Music and Psychology: A Practitioner’s guide

Presentation slides: Psychology y2 presentation

Screencast and reference list: https://drive.google.com/file/d/1_Zm9FADfiCgTJGnmqQZHrUmByC1M_Ahq/view

This short screencast acts as a guide for practitioners to prescribe and integrate music into an athlete’s regime, with the aim of developing their athlete’s performance. Covered inside is:

Flow, the state of optimal physiological and psychological harmony, which motivates peak performance in athletes. This can be used in training and performance to enhance all performance, and serves to decrease perception of exertion, which is key in rehabilitation and health-based clientele.

The use of music as physiological and psychological aids

Considerations for the prescription of music

 

The benefits of music are applicable to athletes in most cases, including rehabilitation and pre-training. Athletes can use music to dull fatigue, pain and perceived exertion, making exercise more enjoyable and less painful. Not only can this influence participation rates in exercise referral schemes and health clientele, it also reduces the effects of burnout and frustration associated with rehabilitation of injured athletes.

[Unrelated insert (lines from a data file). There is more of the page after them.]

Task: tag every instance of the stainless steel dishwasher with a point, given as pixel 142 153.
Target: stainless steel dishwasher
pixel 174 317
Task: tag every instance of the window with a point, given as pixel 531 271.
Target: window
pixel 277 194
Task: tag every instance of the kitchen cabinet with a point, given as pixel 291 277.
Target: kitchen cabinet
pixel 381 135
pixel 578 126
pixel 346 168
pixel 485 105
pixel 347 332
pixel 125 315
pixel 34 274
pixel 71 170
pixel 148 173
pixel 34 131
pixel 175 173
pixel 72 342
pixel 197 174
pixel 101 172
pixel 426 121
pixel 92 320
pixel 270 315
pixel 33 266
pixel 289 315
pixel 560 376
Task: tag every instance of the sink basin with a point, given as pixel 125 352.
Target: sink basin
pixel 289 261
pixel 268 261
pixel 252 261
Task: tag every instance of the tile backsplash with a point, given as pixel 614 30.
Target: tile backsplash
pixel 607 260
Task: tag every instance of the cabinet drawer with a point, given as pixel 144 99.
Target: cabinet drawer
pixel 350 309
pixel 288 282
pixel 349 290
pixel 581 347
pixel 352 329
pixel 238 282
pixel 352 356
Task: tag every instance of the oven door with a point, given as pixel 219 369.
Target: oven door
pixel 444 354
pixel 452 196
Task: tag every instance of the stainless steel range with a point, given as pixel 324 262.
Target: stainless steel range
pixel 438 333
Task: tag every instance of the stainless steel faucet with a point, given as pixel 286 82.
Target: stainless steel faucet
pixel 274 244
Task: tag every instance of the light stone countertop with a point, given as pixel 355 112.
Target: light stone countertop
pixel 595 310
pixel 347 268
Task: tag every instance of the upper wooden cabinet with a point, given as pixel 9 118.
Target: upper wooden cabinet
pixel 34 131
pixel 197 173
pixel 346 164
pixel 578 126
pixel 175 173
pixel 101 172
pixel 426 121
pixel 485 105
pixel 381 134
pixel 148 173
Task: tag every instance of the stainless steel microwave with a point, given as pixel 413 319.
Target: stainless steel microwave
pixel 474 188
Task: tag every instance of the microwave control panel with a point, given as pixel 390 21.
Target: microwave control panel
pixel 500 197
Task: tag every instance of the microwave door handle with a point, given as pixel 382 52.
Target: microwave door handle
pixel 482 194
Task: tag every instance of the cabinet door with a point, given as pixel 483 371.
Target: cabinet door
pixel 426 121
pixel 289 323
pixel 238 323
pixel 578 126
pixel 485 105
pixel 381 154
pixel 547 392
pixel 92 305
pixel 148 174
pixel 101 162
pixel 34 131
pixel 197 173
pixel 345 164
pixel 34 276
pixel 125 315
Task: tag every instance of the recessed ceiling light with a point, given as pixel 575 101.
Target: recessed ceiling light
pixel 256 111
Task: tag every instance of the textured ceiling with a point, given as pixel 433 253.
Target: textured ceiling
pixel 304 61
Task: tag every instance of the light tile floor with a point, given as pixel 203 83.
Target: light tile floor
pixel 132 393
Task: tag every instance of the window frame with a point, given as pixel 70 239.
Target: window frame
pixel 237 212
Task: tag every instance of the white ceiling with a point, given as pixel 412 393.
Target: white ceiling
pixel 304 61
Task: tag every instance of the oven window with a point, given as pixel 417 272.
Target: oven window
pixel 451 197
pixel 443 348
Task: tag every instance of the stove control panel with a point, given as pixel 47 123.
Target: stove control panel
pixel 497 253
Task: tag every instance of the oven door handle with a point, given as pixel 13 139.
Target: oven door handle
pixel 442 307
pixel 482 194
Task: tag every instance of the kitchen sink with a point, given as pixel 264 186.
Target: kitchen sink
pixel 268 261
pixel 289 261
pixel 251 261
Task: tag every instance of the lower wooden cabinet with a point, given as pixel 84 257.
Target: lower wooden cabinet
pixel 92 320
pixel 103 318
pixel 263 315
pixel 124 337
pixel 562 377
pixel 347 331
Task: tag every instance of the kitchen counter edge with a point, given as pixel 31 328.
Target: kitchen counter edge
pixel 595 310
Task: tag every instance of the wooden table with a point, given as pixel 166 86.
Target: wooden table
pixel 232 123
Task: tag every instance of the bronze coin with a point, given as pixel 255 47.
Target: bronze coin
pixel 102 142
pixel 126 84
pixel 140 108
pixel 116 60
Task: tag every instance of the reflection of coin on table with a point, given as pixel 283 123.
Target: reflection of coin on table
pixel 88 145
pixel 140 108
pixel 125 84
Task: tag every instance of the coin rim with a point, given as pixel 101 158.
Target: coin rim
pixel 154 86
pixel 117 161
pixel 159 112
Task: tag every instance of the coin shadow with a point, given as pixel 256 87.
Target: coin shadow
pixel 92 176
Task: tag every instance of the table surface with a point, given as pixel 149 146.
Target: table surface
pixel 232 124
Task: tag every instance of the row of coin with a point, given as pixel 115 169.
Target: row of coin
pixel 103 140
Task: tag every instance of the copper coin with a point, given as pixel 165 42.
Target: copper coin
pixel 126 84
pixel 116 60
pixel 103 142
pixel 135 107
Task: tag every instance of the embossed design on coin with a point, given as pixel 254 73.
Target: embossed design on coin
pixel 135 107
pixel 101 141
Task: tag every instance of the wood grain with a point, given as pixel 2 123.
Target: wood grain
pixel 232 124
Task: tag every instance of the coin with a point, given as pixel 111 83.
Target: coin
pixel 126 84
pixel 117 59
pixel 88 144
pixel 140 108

In addition, there is strong correlations between heart rate and music tempo (BPM) that imply rhythm response can dictate physiological state and can be used to influence cardiovascular workload by deliberately increasing or decreasing HR through use of music. This correlation also allows for the use of music as a warm-up aid in addition to pre-performance motivation, which further validates its use in professional athletes. More research also links music to an increase in running economy via the stimulation of task-relevant thoughts, which decrease oxygen consumption at a given intensity. These factors combine to offer an increased time to fatigue, and higher aerobic capacity when running with music. This trend would likely continue in anaerobic and sprint events but requires further research to be completed.

Psychological benefits are numerous, especially given the impact mentality has on performance in sport. Music is shown to increase time to exhaustion, decrease RPE and acts as an effective mood enhancer for athletes prior to and during performance, which allows for an athlete to enter flow states, ensuring optimal performance in an event. Furthermore, music can act as an effective countermeasure against performance anxiety by increasing intrinsic motivation prior to performance, if used in the correct context. The contrast is also true, with calming music increasing performance in shooting, archery and curling, which comes from an increased motivation via flow, and the decreased heart rate associated with slower tempo music.

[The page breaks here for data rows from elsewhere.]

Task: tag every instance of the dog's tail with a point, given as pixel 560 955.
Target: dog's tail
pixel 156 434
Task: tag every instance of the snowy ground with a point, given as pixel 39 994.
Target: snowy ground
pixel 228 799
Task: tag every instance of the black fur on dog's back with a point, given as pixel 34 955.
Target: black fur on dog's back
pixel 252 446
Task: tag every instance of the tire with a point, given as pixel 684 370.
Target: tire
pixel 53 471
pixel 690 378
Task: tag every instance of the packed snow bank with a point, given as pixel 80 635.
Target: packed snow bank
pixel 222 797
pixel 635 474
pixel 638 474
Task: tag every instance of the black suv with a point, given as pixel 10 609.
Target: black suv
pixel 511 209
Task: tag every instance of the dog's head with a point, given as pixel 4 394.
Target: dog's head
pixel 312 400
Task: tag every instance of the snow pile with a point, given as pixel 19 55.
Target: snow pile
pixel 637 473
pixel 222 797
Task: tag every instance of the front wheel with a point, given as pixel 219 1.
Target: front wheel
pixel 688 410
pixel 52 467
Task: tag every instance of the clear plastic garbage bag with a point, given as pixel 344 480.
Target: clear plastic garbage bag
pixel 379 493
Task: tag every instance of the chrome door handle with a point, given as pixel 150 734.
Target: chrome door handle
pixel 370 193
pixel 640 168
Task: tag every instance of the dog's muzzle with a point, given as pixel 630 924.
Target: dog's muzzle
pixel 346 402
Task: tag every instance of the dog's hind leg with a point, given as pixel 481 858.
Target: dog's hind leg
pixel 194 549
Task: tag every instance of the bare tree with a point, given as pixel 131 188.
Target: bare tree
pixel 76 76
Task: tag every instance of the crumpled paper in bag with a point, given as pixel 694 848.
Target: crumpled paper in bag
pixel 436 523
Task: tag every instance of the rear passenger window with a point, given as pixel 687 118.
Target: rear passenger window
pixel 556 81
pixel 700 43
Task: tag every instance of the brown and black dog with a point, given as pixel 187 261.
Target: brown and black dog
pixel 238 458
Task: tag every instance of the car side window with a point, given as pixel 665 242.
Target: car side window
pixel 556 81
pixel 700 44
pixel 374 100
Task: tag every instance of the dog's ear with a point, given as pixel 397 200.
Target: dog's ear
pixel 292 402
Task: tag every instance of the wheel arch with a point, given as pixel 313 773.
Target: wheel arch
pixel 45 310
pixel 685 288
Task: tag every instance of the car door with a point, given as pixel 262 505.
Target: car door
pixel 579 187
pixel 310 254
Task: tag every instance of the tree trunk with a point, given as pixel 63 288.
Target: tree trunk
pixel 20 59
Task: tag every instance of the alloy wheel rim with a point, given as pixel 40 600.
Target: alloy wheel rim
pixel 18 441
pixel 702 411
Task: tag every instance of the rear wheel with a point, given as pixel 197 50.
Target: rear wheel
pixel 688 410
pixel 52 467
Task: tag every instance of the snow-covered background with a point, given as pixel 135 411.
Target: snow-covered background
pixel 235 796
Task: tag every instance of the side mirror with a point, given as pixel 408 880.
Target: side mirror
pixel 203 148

“Flow” describes the state of harmony between psychology, physiology and motivation, optimising performance through these factors. Flow increases task awareness while decreasing environmental distractors, enhancing intrinsic motivation and performance output in most physiological measures, including peak power development and aerobic endurance (Pates, J., Karageorghis, C. I., Fryer, R., & Maynard, I. 2003). Use of music to induce flow is effective in recreational and elite athletes, highlighting music’s efficacy as an ergogenic aid for all athletes, but requires precise selection and usage to attain maximal benefits, as with any ergogenic aid. Overall, practitioners should consider the liberal use of music as an ergogenic aid, but carefully tailor the use of music to the expected and desired outcomes prior to performance.

 

(See presentation final slide for full reference list)

Pates, J., Karageorghis, C. I., Fryer, R., & Maynard, I. (2003). Effects of asynchronous music on flow states and shooting performance among netball players. Psychology of Sport and Exercise4(4), 415-427.